Know Your Systems Work
Many solutions are currently available that promise getting critical information into the hands of people who need it during an emergency. However, simply setting up the tool does not guarantee it will work as advertised.
Testing regularly helps ensure successful deployment when they need to be used in real-world situations. Creating a testing plan that works in conjunction with emergency communication strategies helps build familiarity throughout organizations. This can assist in avoiding costly mistakes.
Errors Can Hinder Clarity
Even on the largest scale, errors can prevent smooth deployment of emergency communications. This was an issue the French government encountered during the terrorist attack in Nice in July of 2016. In anticipation of the UEFA Euro 2016 soccer tournament being held in France, the French government launched an emergency notification app to keep people informed should an incident occur. However, according to the Huffington Post, during the attack, people using the app did not receive any information until nearly three hours after the attack commenced. The app, which uses geolocation to determine who to send alerts to, told users in Nice there were no incidents occurring during the attack.

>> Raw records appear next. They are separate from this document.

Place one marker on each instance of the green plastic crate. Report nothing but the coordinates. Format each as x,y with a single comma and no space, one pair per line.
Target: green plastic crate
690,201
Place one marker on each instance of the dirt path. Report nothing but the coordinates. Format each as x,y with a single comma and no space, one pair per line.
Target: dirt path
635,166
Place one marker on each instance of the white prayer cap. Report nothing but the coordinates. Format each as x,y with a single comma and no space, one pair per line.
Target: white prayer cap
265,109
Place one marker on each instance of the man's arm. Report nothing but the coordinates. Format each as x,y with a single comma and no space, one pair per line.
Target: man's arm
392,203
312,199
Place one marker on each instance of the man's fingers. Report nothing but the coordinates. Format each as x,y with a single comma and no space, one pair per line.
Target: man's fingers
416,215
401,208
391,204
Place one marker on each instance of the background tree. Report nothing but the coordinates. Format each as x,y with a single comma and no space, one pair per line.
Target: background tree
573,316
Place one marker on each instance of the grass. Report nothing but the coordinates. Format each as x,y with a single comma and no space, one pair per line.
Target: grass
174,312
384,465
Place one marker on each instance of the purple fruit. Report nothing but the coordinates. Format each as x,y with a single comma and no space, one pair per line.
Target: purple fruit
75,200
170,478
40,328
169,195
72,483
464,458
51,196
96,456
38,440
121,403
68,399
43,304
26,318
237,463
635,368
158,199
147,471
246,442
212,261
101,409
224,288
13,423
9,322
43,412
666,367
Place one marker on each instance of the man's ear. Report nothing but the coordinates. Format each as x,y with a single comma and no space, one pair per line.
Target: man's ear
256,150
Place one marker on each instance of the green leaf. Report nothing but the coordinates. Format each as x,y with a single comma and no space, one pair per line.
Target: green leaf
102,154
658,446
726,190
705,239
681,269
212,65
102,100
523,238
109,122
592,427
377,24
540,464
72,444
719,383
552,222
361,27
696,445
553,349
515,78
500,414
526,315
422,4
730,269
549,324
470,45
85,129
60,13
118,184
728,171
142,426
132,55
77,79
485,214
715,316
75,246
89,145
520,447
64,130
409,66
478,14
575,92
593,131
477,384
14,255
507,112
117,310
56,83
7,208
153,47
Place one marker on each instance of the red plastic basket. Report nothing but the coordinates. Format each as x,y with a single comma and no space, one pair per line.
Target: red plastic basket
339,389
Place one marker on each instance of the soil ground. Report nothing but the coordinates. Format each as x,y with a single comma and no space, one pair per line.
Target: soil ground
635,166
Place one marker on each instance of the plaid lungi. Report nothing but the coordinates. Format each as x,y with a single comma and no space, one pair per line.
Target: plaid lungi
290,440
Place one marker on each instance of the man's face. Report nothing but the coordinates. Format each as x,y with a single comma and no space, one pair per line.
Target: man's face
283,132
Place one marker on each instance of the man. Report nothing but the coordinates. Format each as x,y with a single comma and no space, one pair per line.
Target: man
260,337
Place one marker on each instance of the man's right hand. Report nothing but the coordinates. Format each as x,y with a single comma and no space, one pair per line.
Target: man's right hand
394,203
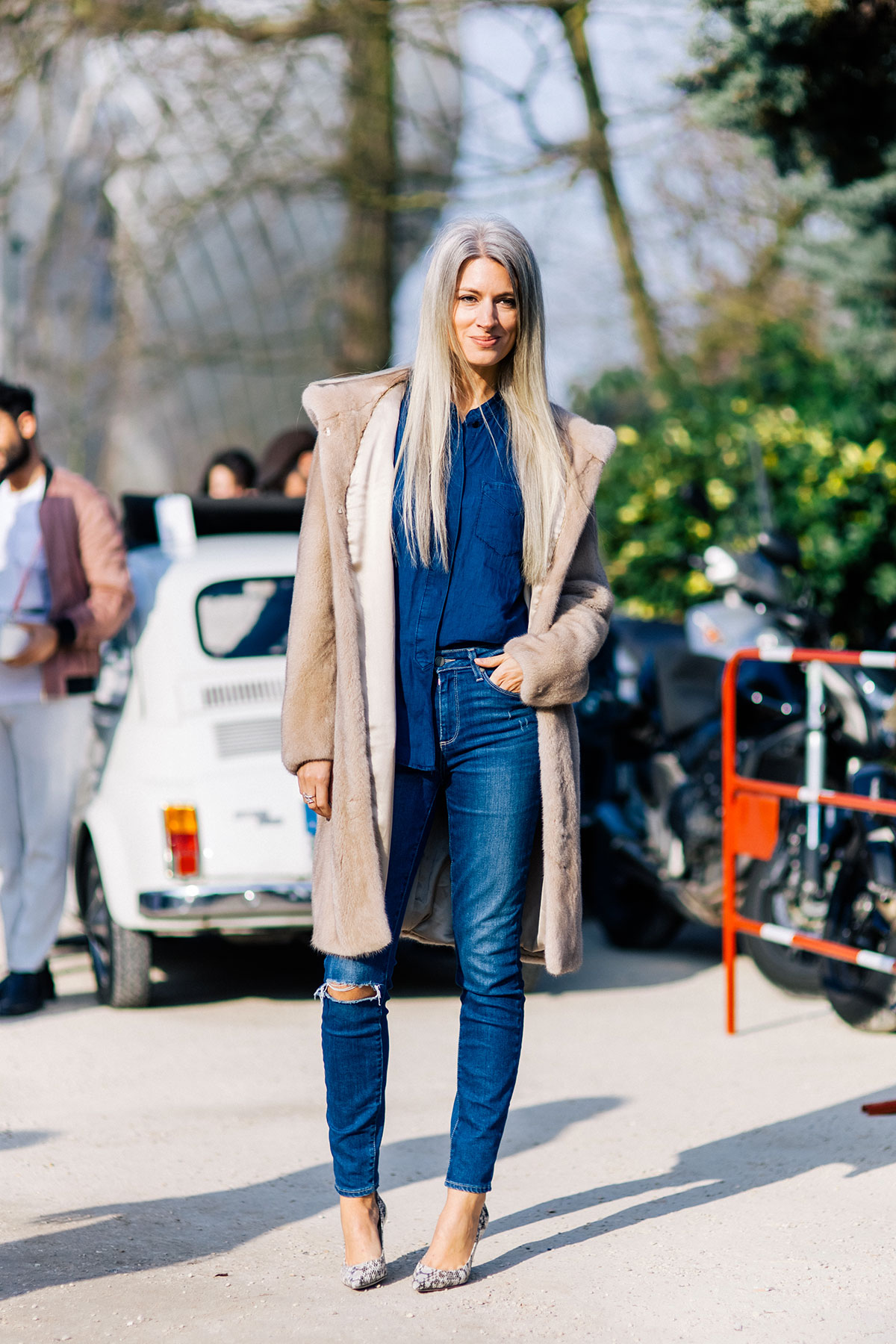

A similar issue occurred in Kalamazoo, Michigan during an active shooter event in February of 2016. While an Uber driver went on a shooting spree around the county, the Western Michigan University security team failed to send out an alert to students through its channels. Following the incident, the university president said he would be reviewing the guidelines for how they address these kind of situations to keep students informed.
Consider Every Situation
It’s important to think of every scenario that might warrant an alert to your organization’s population. Certain situations like fire and tornado drills might already be part of your organization’s testing rotation. However, there might be other situations that your organization is more likely to encounter. Get people familiar with these potential events and have assurance messages will be delivered by using emergency communication systems for regular communications as well. Sending non-emergency announcements, such as end of day announcements, lets you check that messages are going to intended devices and know how long it takes to send them.
Having these procedures in place ahead of time can save headaches and confusion when a crisis occurs. In the same vein, regular tests help keep everyone familiar with these procedures and also test the capabilities of the system you have in place. This means you can identify and fix any errors or issues so everything runs smoothly when an emergency happens.